Lorenzo Becchi

Browser-Based AI for Geographic Search: A Transformers.js Experiment

Created: November 24, 2025
Last update: November 24, 2025

I wanted to explore the current state of small language models running natively in the browser. The promise is compelling: privacy (no data leaves your device), zero API costs, and potential for offline-first applications. To test this, I built a natural language map navigator where you can ask questions like "which country is famous for pizza?" and watch the map fly to Italy.

AI Map Navigator showing Italy highlighted after asking 'which country is famous for pizza?'
The main application: ask a geographic question, get a visual answer

The Model Selection Problem

I built a test interface to compare 9 different Hugging Face models available through Transformers.js. The results were sobering: only 1 of 9 models actually worked for this use case.

Model Chat Interface showing different model options and a comparison between LaMini-T5 and GPT-2 responses
The model comparison interface - testing the same query across different models

Here's what I found when asking "where is Rome?":

Model Size Result
LaMini-Flan-T5-248M 248MB "Rome is located in Italy." (222ms)
GPT-2 500MB "The Roman Empire was founded in the year AD 732..." (hallucination)
DistilGPT2 330MB Empty newlines only
T5-Small 80MB "Rome" (loses the question context)
T5-Base 250MB Failed to load (JSON parse error)
T5-Large 780MB Failed to load (401 Unauthorized)
Zero-Shot 260MB Failed to load (JSON parse error)
NER 420MB Returns entity labels, not answers
QA 80MB Requires context passage (wrong task type)

The LaMini-Flan-T5-248M model emerged as the only viable option. It's an instruction-tuned model that understands questions and generates appropriate answers. Bigger models like GPT-2 actually performed worse, producing hallucinations or repetitive garbage output.

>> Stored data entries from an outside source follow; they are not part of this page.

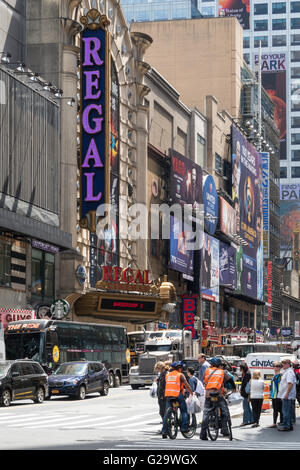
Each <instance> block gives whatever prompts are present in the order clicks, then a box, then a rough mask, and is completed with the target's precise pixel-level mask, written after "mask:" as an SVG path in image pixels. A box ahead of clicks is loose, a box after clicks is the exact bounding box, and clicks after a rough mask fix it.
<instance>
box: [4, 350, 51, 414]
mask: <svg viewBox="0 0 300 470" xmlns="http://www.w3.org/2000/svg"><path fill="white" fill-rule="evenodd" d="M47 396H48V376H47V374H46V373H45V371H44V370H43V369H42V367H41V366H40V364H39V363H38V362H35V361H32V360H30V359H23V360H22V359H18V360H15V361H1V362H0V404H1V405H2V406H9V405H10V404H11V402H12V401H15V400H27V399H30V400H33V401H34V402H35V403H43V401H44V399H45V398H46V397H47Z"/></svg>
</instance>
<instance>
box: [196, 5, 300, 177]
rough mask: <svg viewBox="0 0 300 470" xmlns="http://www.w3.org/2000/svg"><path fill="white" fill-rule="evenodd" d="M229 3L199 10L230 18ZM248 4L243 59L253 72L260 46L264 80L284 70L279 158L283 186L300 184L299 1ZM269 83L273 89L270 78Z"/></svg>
mask: <svg viewBox="0 0 300 470" xmlns="http://www.w3.org/2000/svg"><path fill="white" fill-rule="evenodd" d="M226 3H227V0H212V1H211V0H198V8H199V10H200V12H201V14H202V15H203V16H205V17H208V16H219V15H222V16H226V15H227V14H230V13H229V10H226ZM232 3H234V6H235V7H236V8H238V5H243V2H242V0H234V2H231V5H232ZM244 3H247V1H246V2H244ZM248 3H249V4H248V12H249V28H248V29H247V28H245V27H244V58H245V61H246V62H247V63H248V65H249V66H250V68H251V69H254V68H255V55H257V54H258V50H259V45H260V44H261V55H262V63H263V65H265V69H263V80H264V72H266V74H265V76H266V77H267V72H268V68H269V71H270V72H271V68H272V67H273V71H274V72H275V70H276V67H277V66H278V65H279V66H280V65H282V67H283V68H284V71H285V77H283V75H281V76H280V80H281V82H282V83H281V85H280V86H281V88H284V90H283V89H282V91H281V96H280V97H279V98H280V99H281V102H279V101H278V105H279V106H281V113H282V117H281V119H280V120H279V121H278V122H279V126H281V127H282V129H281V141H285V142H284V145H283V146H282V149H281V154H280V182H281V183H290V184H291V183H300V1H277V2H274V1H273V2H272V1H270V0H269V1H267V0H248ZM264 60H265V62H264ZM272 60H273V61H274V62H271V61H272ZM276 64H277V65H276ZM282 71H283V69H282ZM277 78H279V74H278V75H277ZM267 81H268V82H269V85H270V86H271V82H272V78H271V74H269V78H268V77H267ZM273 81H274V79H273ZM263 85H264V87H265V88H266V85H265V84H264V83H263ZM273 85H274V83H273ZM284 110H285V112H284ZM283 112H284V115H283Z"/></svg>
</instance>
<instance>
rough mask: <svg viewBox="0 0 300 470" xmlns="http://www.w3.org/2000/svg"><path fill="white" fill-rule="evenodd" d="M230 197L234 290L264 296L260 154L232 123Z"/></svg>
mask: <svg viewBox="0 0 300 470" xmlns="http://www.w3.org/2000/svg"><path fill="white" fill-rule="evenodd" d="M232 168H233V169H232V198H233V201H234V205H235V208H236V211H237V215H236V218H237V224H236V226H237V233H238V234H239V235H240V237H241V238H242V239H243V243H242V244H241V245H240V246H239V248H238V250H237V290H238V291H239V292H240V293H243V294H244V295H246V296H248V297H251V298H254V299H259V300H263V232H262V167H261V156H260V155H259V153H258V152H257V150H256V148H255V147H254V146H253V145H252V144H251V143H250V142H248V141H247V140H246V138H245V137H244V136H243V135H242V134H241V133H240V132H239V131H238V130H237V129H236V128H235V127H232Z"/></svg>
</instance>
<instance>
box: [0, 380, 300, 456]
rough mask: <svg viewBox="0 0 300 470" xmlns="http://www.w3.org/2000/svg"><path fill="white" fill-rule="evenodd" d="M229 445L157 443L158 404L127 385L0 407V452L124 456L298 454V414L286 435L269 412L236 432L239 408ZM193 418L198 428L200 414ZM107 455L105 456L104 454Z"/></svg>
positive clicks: (140, 391) (299, 444)
mask: <svg viewBox="0 0 300 470" xmlns="http://www.w3.org/2000/svg"><path fill="white" fill-rule="evenodd" d="M230 410H231V416H232V423H233V438H234V439H233V441H232V442H230V441H228V439H226V438H219V439H218V440H217V442H211V441H201V440H200V439H199V430H198V431H197V433H196V435H195V436H194V438H193V439H191V440H186V439H184V438H183V437H182V436H181V435H178V437H177V439H176V440H174V441H171V440H169V439H166V440H162V439H161V436H160V435H159V434H158V432H159V430H160V429H161V420H160V416H159V414H158V406H157V400H156V399H153V398H151V397H150V395H149V389H148V388H146V389H140V390H132V389H131V387H129V386H122V387H120V388H117V389H110V391H109V395H108V396H107V397H102V396H100V395H99V394H93V395H89V396H87V397H86V399H85V400H83V401H78V400H72V399H70V398H68V397H55V398H51V400H49V401H45V402H44V403H43V404H41V405H38V404H34V403H33V402H31V401H29V400H27V401H25V400H24V401H22V402H14V403H12V405H11V406H10V407H9V408H0V449H1V450H101V451H108V450H113V451H118V452H120V451H122V452H128V451H132V450H134V449H136V450H137V451H138V450H146V451H150V450H151V451H159V450H164V451H167V450H178V449H183V450H189V451H193V450H199V449H202V450H204V449H208V450H211V449H226V450H228V449H236V450H262V449H271V450H274V446H275V448H276V449H277V448H280V449H281V450H296V449H297V450H300V410H299V408H297V417H298V418H297V424H296V426H295V427H294V431H292V432H288V433H282V432H278V431H277V430H276V429H270V428H269V427H268V426H270V425H271V424H272V411H271V410H270V411H267V412H265V413H263V414H262V417H261V423H260V427H259V428H255V429H253V428H251V427H250V426H247V427H243V428H240V427H239V425H240V423H241V413H242V408H241V406H240V405H239V406H234V407H231V408H230ZM197 416H198V421H199V423H200V421H201V417H202V413H200V414H199V415H197ZM105 455H106V454H105Z"/></svg>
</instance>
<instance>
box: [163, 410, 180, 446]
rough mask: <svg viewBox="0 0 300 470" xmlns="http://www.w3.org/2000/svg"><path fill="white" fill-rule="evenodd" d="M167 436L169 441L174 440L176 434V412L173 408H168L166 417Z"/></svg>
mask: <svg viewBox="0 0 300 470" xmlns="http://www.w3.org/2000/svg"><path fill="white" fill-rule="evenodd" d="M166 422H167V434H168V436H169V438H170V439H176V437H177V434H178V420H177V412H176V411H174V410H173V408H171V407H170V408H168V410H167V415H166Z"/></svg>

The Two-Stage Extraction Pipeline

Even with the right model, there was a problem. When asked "where is Brazil?", the model responds with "Brazil is a country located in South America." - which is correct, but my country matching code couldn't extract "Brazil" from that sentence.

The solution was a two-stage pipeline:

// Stage 1: Ask the question
prompt: "Answer with only a country name: where is Brazil?"
response: "Brazil is a country located in South America."

// Stage 2: Extract country name (only if response has >2 words)
prompt: "Extract only the country name from this text: Brazil is a country located in South America"
response: "Brazil."

This approach improved accuracy significantly. The model sometimes gives concise answers ("Egypt.", "China.") and sometimes verbose ones ("Rome is located in Italy."). The second stage handles the verbose cases.

Automated test suite showing 76% pass rate with detailed stage 1 and stage 2 processing logs
The automated test suite showing the two-stage pipeline in action

Results: 76% Accuracy

I created 25 test cases covering landmarks, cities, and cultural associations. The final accuracy was 76% (19/25 passed). Looking at the failures reveals interesting patterns:

Query Expected Got Analysis
famous for windmills Netherlands Denmark Debatable - both valid
famous for wine France Italy Debatable - both valid
famous for sauna Finland Japan Wrong - Japan has onsen, not sauna
famous for K-pop South Korea Japan Wrong - conflates Asian pop culture
famous for tango Argentina Mexico Wrong - conflates Latin culture
famous for paella Spain Mexico Wrong - doesn't know Spanish cuisine

The failures aren't random - they show the model's knowledge gaps. It conflates regional cultures (Latin America, East Asia) and has weak coverage of some European traditions. Two of the "failures" (windmills, wine) are arguably correct answers.

What I Learned

Transformers.js just works. The API is intuitive and I didn't need to spend much time in the documentation. When models work, they work well.

Model selection is severely limited. Most Xenova-ported models either fail to load or produce unusable output. You need to test extensively before committing to a model.

250MB is the minimum viable size for instruction-following tasks. Smaller models (T5-Small at 80MB) lack the capacity to understand and respond to questions properly.

Loading times are becoming acceptable. With 4G/5G connections, a 250MB model download is reasonable for production use. Browser caching means subsequent loads are instant.

Prompt engineering matters. The main challenge wasn't the code - it was finding the right prompt format to get clean, usable answers. The two-stage pipeline emerged from iterating on this.

Try It Yourself

Future Possibilities

There's significant room for improvement:

I don't yet see a practical production application for NLP + mapping, but the technology is maturing fast. The combination of browser-based ML, offline capability, and zero API costs opens interesting possibilities for privacy-first applications.

Acknowledgments

This project was built in 3 hours using OpenCode with Claude Opus 4.5 - a testament to how AI-assisted development can accelerate prototyping and exploration.